Energy concentration can be ruled out without curvature assumptions.

Monotonicity of entropy and volume functionals analogous to Perelman's results.

Abstract

We investigate a new geometric flow which consists of a coupled system of the Ricci flow on a closed manifold M with the harmonic map flow of a map phi from M to some closed target manifold N with a (possibly time-dependent) positive coupling constant alpha. This system can be interpreted as the gradient flow of an energy functional F_alpha which is a modification of Perelman's energy F for the Ricci flow, including the Dirichlet energy for the map phi. Surprisingly, the coupled system may be less singular than the Ricci flow or the harmonic map flow alone. In particular, we can always rule out energy concentration of phi a-priori - without any assumptions on the curvature of the target manifold N - by choosing alpha large enough.

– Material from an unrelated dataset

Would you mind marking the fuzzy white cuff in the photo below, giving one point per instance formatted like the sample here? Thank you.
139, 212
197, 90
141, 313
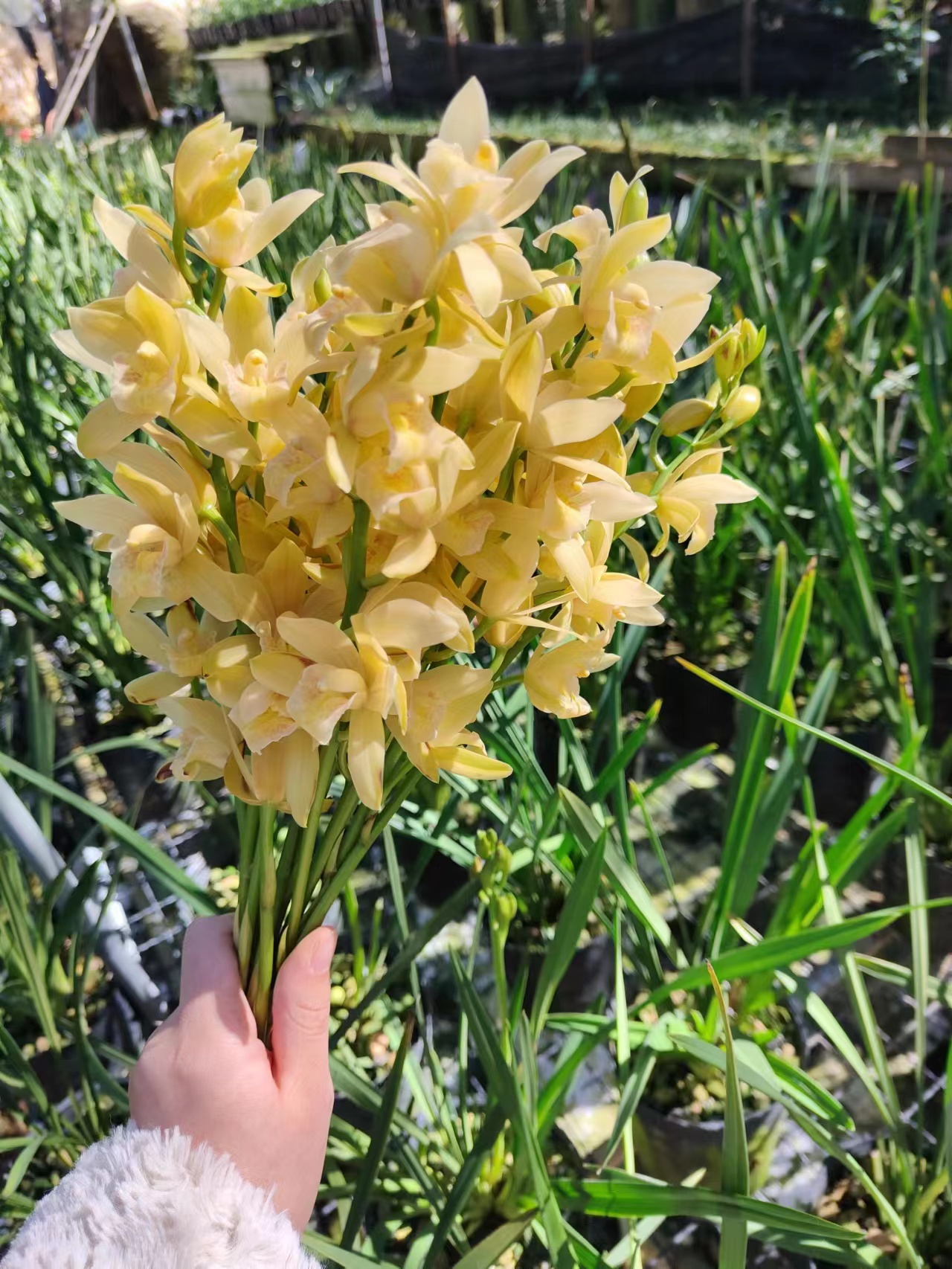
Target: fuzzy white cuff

Moreover, if alpha is bounded away from zero it suffices to bound the curvature of (M,g(t)) to also obtain control of phi and all its derivatives - a result which is clearly not true for alpha = 0. Besides these new phenomena, the flow shares many good properties with the Ricci flow. In particular, we can derive the monotonicity of an entropy functional W_alpha similar to Perelman's Ricci flow entropy W and of so-called reduced volume functionals. We then apply these monotonicity results to rule out non-trivial breathers and geometric collapsing at finite times.